For U.S.-based insurance executives, regulatory issues have surpassed cost consciousness as their predominant concern, according to KPMGs 2013 Insurance Industry Outlook Survey, and shifting demographics and digital technologies are prompting increased investment in information technology to increase operational efficiencies, gain insights and engage customers.
More than half of the survey respondents said they are increasing technology investments, specifically in IT infrastructure and data analytics. Almost three-quarters reported an increase in revenues compared to last year, and 81 percent said they expect revenues to increase in 2014, which is 15 percentage points more than in 2012.
In many ways, this is an extremely dynamic time in the insurance industry, said Laura Hay, national sector leader for KPMG LLP. Those who can identify risks and create the right teams may be able to take advantage of changing conditions to expand to new markets, create and deliver new products and leverage the torrent of valuable data that is available.

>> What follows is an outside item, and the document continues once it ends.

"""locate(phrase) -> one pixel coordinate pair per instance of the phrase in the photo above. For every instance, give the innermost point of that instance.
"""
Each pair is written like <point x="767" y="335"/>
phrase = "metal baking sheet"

According to the report, 60 percent of respondents said regulatory and legislative pressures are their most significant barriers to growth, an increase of 13 percentage points compared to last year, KPMG said. Healthcare reform was the largest concern (51 percent), increased federal oversight (44 percent), convergence of insurance contract standards (24 percent), corporate tax reform (21 percent), consumer protections (19 percent), shifting capital requirements (14 percent), individual tax reform (12 percent), accounting valuation and disclosure (12 percent), group and cross-border supervision (9 percent), solvency modernization initiatives (8 percent).
Dealing with regulatory compliance and reporting demands is the top initiative requiring the most time, energy and resources this year from a management perspective, KPMG said. It also is the top issue posing a threat to their business model, and one of the most significant drivers with respect to making decisions about mergers and acquisitions.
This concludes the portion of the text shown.